Jesus Has A Penis (And It Tastes Like Chocolate)
Wednesday, April 4th, 2007
Oh lord here we go again. You can’t go for 5 minutes in a religious celebration without people getting all offended.
Apparently we have Christians in New York City offended over an ‘anatomically correct’ chocolate sculpture of El Saviour Jesus Christ. I mean come on, its chocolate for crying out loud … and chocolate is good for you say scientists. Besides, are you telling me Jesus didn’t have a penis? Look, whatever you believe - he “got down” with Mary Magdelaine say some people - Jesus was a man. He had penis. If a few Christians are scared of getting a hard on from a chocolate sculpture then it’s their problem.
Then you’ve got Obama depicted as the saviour in Chicago.

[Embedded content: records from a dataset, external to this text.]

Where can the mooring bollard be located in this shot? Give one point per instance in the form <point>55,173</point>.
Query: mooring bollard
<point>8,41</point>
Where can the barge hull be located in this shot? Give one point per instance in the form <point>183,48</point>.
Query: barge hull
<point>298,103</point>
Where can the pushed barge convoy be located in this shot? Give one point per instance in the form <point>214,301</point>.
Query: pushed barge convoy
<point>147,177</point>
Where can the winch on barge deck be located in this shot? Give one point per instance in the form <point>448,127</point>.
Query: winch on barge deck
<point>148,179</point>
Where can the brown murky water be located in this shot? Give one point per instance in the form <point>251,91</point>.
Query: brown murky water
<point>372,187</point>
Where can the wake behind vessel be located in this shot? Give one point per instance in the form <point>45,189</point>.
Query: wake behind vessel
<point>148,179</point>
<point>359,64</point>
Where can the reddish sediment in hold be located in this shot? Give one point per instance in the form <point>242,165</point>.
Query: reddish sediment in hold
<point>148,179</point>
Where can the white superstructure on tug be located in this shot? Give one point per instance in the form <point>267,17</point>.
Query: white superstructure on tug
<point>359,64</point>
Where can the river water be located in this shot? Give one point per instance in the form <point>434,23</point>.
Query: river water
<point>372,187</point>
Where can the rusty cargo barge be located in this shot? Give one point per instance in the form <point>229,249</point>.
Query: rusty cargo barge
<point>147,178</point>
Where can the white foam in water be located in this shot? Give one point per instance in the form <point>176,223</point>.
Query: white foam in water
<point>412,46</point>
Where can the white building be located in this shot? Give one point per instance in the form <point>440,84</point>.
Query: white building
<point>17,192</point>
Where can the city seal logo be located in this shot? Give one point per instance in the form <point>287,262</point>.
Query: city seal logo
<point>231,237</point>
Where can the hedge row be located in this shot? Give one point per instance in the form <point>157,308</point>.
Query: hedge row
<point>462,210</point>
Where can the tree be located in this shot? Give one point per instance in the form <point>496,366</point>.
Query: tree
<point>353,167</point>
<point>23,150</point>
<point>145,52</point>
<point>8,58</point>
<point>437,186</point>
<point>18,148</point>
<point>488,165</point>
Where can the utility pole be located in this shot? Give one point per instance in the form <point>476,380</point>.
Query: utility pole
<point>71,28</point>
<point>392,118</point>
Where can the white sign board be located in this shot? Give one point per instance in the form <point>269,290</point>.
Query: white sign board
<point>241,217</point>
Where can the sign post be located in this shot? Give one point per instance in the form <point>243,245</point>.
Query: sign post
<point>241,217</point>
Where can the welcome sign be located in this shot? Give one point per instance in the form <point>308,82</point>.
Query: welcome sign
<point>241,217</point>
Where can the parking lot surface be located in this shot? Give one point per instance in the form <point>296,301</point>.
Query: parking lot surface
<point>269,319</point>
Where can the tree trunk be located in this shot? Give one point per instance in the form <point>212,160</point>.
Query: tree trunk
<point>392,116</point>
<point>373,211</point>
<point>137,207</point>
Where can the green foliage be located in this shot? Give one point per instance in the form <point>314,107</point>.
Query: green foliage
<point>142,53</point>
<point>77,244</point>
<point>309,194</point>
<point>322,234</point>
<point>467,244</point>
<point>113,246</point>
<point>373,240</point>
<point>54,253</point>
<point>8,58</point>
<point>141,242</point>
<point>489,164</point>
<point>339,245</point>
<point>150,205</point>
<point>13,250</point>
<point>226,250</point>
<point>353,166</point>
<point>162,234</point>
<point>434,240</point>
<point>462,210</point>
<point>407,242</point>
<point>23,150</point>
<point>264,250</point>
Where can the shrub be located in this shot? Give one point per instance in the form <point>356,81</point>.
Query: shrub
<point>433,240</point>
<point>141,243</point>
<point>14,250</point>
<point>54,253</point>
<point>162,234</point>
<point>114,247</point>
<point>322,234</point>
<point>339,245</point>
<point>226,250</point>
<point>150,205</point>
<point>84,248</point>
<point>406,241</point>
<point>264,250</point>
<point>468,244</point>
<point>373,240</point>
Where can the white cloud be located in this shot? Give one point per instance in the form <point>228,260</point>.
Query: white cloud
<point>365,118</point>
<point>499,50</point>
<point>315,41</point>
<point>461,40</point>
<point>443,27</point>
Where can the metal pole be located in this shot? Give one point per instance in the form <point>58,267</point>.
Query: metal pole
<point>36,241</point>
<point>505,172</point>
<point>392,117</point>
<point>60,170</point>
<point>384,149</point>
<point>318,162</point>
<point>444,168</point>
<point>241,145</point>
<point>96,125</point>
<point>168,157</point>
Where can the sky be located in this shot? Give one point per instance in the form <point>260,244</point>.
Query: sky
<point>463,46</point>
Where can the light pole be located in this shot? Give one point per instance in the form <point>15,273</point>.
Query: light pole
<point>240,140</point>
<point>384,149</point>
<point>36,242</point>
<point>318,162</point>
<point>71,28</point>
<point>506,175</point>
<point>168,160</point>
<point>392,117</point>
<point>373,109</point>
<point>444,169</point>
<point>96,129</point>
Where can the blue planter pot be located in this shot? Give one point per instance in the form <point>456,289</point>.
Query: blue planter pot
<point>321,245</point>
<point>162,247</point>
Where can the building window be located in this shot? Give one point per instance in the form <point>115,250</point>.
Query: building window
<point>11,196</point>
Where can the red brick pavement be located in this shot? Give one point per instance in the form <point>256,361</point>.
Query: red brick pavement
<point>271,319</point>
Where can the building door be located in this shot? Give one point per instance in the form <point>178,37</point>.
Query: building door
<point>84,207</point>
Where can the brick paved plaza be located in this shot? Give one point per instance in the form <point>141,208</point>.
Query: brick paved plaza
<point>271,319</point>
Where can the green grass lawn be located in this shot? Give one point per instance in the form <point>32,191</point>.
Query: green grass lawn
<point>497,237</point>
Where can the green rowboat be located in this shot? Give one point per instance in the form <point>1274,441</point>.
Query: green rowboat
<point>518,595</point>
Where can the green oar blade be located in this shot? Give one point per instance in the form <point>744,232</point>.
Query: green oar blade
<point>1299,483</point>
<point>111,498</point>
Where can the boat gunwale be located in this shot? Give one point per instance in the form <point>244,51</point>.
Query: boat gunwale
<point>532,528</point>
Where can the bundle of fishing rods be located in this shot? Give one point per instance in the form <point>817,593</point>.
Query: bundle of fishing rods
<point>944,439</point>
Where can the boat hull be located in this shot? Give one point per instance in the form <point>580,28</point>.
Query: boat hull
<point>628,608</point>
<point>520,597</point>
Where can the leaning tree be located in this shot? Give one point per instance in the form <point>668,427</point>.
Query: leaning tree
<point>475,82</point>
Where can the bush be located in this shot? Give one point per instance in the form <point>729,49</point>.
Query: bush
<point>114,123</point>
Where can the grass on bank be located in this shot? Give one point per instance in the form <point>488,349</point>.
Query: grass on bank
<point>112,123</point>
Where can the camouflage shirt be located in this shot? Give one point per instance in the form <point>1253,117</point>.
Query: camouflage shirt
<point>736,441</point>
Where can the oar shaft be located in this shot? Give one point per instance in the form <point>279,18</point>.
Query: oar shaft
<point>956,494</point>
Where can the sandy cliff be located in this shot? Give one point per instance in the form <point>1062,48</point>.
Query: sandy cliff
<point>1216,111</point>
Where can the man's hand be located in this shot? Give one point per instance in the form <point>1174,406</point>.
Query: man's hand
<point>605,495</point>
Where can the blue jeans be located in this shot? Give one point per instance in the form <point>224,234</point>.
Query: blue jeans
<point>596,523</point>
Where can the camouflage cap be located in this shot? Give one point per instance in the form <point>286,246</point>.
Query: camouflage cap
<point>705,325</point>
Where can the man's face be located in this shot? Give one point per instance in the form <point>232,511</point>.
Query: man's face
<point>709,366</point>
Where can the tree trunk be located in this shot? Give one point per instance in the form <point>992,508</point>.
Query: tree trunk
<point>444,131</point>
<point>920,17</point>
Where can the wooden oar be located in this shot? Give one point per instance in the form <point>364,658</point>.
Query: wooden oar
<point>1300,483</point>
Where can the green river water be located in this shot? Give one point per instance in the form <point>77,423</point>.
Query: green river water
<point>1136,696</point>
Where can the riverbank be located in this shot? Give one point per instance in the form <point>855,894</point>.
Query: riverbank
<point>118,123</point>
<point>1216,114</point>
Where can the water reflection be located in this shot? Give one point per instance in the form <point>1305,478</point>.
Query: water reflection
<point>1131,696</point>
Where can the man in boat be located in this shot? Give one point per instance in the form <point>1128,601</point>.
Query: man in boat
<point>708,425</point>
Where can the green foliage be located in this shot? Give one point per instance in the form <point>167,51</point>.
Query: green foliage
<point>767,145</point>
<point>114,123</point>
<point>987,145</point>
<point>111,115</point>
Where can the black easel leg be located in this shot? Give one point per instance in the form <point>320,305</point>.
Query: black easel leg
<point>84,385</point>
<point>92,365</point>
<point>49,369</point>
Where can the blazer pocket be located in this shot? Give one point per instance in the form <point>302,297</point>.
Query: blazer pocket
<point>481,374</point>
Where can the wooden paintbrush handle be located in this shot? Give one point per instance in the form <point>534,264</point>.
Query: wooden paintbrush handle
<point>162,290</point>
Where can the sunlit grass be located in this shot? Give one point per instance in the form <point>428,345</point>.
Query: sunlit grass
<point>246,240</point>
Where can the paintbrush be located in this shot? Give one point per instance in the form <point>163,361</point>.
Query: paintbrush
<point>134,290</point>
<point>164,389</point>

I mean come on…
“All of this is a response to what I’ve been witnessing and hearing, this idea that Barack is sort of a potential savior that might come and absolve the country of all its sins,” Cordero said. “In a lot of ways it’s about caution in assigning all these inflated expectations on one individual, and expecting them to change something that many hands have shaped.
Bruce Jenkins, dean of the art school’s undergraduate program, said response to the piece - part of a student exhibition — has been mostly positive. He said people should take a close look at the sculpture and the context it was created in before judging it.”
So, just remember, a penis is for Easter, not just the rest of the year.